疑惑を知りつつ…清原和博を美化して醜態晒したテレビ局
【山田隆道コラム「プロ野球人物研究 対岸のヤジ」】
清原和博(48)の逮捕については驚いたが、ショックではなかった。そもそも彼は数年前から薬物疑惑が報じられており、知人のマスコミ関係者の多くも黒だと断言していたため、私はすっかり諦観していたのである。
だが、一方でそういう清原をバラエティー番組に起用し続けるテレビ界には辟易していた。彼の危うすぎる状況は十分わかっていたはずなのに、それでも各番組で彼を美化したVTRを作ったり共演者が彼を持ち上げるコメントを連発したり、まるで清原のイメージアップ戦略に加担しているかのようなありさまだった。
これは清原のバックに大手芸能事務所がついていたことや、中居正広らの大物タレントが清原の起用を進言したことなど、すなわち芸能界の判断にテレビがしたがった結果だろう。私は放送作家時代、そんな光景を山ほど見てきた。

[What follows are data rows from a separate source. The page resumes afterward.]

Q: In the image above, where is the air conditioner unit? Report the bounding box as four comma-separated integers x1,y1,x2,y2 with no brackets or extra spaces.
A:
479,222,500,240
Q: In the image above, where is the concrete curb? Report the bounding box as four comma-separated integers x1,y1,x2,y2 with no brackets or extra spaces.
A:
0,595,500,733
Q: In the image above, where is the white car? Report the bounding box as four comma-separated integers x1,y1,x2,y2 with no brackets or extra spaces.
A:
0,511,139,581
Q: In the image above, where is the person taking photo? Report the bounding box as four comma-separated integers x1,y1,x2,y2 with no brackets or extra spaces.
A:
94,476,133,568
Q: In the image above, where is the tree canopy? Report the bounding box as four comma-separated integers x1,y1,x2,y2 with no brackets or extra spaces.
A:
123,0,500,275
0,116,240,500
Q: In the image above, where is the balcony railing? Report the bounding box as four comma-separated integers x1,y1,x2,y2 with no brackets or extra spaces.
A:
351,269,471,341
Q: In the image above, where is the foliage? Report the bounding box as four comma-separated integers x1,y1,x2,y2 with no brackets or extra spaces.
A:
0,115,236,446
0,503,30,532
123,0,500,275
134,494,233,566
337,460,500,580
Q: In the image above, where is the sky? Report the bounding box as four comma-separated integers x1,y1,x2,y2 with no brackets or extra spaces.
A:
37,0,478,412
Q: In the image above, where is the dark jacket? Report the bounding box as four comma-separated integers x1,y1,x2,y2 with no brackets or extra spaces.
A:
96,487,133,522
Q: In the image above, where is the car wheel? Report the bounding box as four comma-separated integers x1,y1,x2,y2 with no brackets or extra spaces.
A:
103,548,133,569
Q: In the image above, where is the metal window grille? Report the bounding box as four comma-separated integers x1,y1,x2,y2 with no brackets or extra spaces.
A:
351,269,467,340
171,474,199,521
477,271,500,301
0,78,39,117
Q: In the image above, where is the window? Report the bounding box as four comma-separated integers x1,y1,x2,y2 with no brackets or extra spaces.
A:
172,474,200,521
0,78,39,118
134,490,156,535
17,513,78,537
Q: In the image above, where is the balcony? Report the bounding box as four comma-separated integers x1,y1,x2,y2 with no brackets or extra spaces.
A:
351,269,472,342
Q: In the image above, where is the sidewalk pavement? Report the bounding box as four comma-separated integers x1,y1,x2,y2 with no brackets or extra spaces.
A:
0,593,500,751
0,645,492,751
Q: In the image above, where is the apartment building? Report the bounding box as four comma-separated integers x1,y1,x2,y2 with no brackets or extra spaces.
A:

ここで問題になってくるのは、この芸能界の判断という部分である。
タレントとは良くも悪くも浮世離れした価値観の持ち主が多く、破天荒であることさえ芸のうちという側面がある。したがって、清原と共演したタレント連中が、「(清原は)根は優しくて純粋だ」「誤解されている」「見た目は怖いけど、人は見かけによらない」などといった擁護を繰り返したのも当然だ。彼らは奇抜な価値観によって成功した希少種なのだから、その感覚で清原を評すると、どうしたって寛容になってしまう。